Священник ушел. Тимофей, радуясь, что его оставили в покое, решил пока поспать. Когда на казнь поведут — разбудят…
От подвала, где держали узников, и до Лобного места путь недолгий. Но после дыбы Тимофей идти сам не мог, поэтому его пришлось везти в санях. Рядом, как собачка, плелся Конюхов.
— От ведь, сердечный, уж и сам-то идти не может, — пожалела Тимоху какая-то купчиха. — Как же можно-то, живого-то человека?
— Мало ему, злыдню, — отозвался из толпы коротконогий мужик в добротной шубе. — Он себя царем называл да поляков на нас науськать хотел.
— Чо врешь-то?! — окрысился на коротышку толстый горожанин в затрапезном стрелецком кафтане. — Не ляхов он хотел навести, а турок с татарами!

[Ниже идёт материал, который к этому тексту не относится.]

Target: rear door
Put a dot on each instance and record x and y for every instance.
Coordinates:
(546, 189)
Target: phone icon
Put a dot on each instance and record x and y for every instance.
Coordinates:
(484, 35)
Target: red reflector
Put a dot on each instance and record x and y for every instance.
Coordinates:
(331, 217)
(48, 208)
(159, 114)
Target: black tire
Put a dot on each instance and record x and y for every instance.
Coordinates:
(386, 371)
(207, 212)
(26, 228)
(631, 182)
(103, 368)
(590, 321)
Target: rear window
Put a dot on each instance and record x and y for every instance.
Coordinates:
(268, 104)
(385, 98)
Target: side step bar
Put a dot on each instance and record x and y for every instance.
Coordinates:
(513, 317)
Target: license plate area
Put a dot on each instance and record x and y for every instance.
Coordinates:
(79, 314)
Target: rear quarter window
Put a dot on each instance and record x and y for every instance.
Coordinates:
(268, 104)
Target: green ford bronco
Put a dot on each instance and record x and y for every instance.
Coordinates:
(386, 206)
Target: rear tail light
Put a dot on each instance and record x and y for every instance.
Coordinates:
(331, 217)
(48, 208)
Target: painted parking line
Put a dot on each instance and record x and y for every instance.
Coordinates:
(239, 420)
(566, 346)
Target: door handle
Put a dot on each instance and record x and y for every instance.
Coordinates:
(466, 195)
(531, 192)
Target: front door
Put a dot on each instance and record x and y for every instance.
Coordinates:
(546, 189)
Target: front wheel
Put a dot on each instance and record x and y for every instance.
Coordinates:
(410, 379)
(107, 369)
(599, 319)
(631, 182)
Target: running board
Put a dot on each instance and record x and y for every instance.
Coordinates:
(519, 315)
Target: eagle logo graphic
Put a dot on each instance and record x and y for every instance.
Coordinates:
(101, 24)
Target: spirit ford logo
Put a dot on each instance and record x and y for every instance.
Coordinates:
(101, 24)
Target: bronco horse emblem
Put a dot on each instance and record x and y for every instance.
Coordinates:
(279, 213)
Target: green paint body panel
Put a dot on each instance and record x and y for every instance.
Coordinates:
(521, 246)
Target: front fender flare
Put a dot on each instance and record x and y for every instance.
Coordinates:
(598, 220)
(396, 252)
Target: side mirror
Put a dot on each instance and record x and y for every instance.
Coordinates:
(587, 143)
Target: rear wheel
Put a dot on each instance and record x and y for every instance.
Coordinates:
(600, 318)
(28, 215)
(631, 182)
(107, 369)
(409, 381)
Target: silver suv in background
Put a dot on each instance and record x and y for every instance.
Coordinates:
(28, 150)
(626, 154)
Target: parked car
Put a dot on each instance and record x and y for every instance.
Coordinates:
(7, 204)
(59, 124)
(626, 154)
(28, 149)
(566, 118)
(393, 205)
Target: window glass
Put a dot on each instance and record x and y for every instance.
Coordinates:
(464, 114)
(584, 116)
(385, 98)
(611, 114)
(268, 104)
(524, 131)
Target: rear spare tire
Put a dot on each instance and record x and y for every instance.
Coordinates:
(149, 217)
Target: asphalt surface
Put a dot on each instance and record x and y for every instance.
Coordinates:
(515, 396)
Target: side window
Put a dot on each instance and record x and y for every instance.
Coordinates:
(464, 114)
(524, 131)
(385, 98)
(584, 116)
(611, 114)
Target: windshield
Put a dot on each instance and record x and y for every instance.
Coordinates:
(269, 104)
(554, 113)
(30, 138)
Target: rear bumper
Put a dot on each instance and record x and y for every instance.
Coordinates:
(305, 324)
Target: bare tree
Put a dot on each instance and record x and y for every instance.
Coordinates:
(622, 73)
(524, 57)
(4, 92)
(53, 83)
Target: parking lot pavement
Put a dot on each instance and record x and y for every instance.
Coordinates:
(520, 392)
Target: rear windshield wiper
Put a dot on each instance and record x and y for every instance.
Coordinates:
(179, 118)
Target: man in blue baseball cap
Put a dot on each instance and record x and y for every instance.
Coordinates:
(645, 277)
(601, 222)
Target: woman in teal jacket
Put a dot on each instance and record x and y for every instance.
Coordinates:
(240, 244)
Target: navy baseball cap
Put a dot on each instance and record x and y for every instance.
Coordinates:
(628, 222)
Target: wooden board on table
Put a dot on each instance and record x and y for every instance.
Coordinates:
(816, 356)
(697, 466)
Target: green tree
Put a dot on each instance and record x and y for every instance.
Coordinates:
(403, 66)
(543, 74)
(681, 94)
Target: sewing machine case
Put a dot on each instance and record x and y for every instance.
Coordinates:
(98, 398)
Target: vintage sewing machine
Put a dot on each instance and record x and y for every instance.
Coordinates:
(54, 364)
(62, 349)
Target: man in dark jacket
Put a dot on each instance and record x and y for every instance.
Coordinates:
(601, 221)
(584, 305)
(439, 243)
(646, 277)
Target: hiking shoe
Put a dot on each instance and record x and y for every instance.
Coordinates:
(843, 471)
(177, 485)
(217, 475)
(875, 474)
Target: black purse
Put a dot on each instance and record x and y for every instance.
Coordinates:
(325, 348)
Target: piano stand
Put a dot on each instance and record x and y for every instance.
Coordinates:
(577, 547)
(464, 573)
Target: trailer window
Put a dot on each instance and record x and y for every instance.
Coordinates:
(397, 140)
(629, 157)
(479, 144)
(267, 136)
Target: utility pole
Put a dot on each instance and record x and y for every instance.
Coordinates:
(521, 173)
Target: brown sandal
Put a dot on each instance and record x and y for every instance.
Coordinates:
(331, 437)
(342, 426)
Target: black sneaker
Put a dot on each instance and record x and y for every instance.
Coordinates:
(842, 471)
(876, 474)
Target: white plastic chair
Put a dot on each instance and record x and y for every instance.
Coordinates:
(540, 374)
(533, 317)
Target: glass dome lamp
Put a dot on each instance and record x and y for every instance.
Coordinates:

— Слышь, мужики, а может, и вправду — царь? — вполголоса поинтересовался молодой мужик. — Был бы простой мужик, так ведь не пытали бы так, а сразу — повесили…
— Да какой он царь! — засмеялся стрелец. — Это ж Тимоха Акундинов, подьячий беглый. Проворовался, гаденыш, да и убег.
— А чо проворовался-то? — заинтересовалась купчиха.
— Да говорят, — охотно сказал толстяк, — из царской конюшни лучшего жеребца увел да цыганам и продал. А деньги он вместе с Косткой пропил. Во-он он, Костка-то, рядом с санями плетется! Мы с ним как-то в кабаке пили. Так он, сволочь такая, денгу у меня занял, да так и не отдал, — пожаловался толстяк.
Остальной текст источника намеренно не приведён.